Here is the name of our American S.S., the group that is fostering the concentration camps at the border: the ICE, or Immigration and Customs Enforcement. (Like the leaders of S.S., they also believe they're simply "doing their jobs").

Image via BuzzFeed News

Here is a number: the ICE held 42,000 migrants in its detention camps last year.

Here is a list of DHS reports about the conditions at the border, including titles like "Lack of Planning Hinders Effective Oversight and Management" and "Immigration and Customs Officials Do Not Follow Federal Procurement Guidelines When Contracting For Detention Services."

Here are just a few quotes from official statements about the camps: A 2017 inspection found "problems that undermine the protection of detainees' rights, their humane treatment, and the provision of a safe and healthy environment." A Reuters report about the Paso Del Norte facility stated that "single adults were held in cells designed for one-fifth as many detainees as were housed there and were wearing soiled clothing for days or weeks with limited access to showers." It also stated that inspectors saw "detainees standing on toilets in the cells to make room and gain breathing space, limiting access to toilets." Additionally, there are reports of extreme temperatures, of physical and sexual abuse, of solitary confinement.

Right now, even the Customs and Border Patrol Commissioner John Sanders is demanding that the Senate pass a $4.6 billion dollar bill in emergency funding. If the bill is not passed, he testified, kids will keep dying.

Here are the names of some of the legally innocent people who have died at the border. Jakelin Caal Maquin, 7. Felipe Alonzo-Gomez, 8. Gurupreet Kaur, age 6, dead of dehydration in the Arizona desert. Roxana Hernandez, dead of untreated septic shock and HIV. Osmar Epifanio Gonzalez-Gadma, Jeancarlo Jiminez-Joseph, and Efrain Romero De La Rosa, all dead by suicide while in ICE facilities. Sergio Alonso Lopez, dead of internal bleeding after prison staff did not administer doses of methadone he needed to survive.

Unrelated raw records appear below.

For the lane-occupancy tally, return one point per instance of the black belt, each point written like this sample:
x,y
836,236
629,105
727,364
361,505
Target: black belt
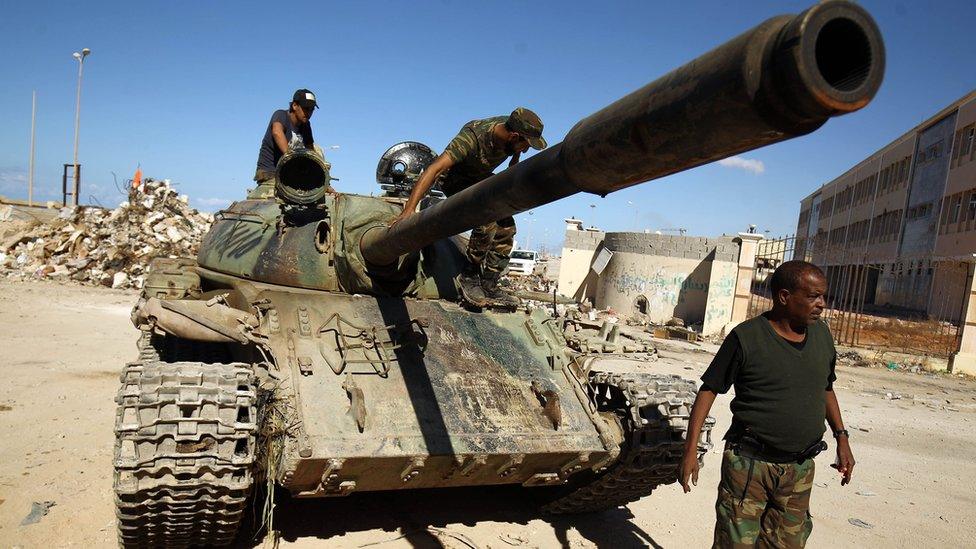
x,y
749,447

These names don't do justice to who they were and how they lived. No migrant story does, because migrants are whole people who want nothing but to live in America. They come for many reasons; they come knowing that they will be hated and discriminated against all their lives here—because, as poet Warsan Shire writes, "the insults are easier to swallow / than rubble / than bone / than your child body / in pieces."

Here are the names of some of the 200 ICE facilities:

The Adelanto Detention Center in California.

La Salle Processing Center in Louisiana.

The Aurora Detention Facility in Colorado.

Essex County Correctional Facility in New Jersey.

Fort Sill, an Oklahoma military base used to house Japanese immigrants during World War II.

The nameless makeshift camp underneath Paso Del Norte International Bridge, which connects Ciudad Juarez with El Paso, where hundreds of migrants were held outside behind a chain-link fence covered in razor wire.

The Tornillo Camp in Texas, meant to hold 400, now holding 2,400.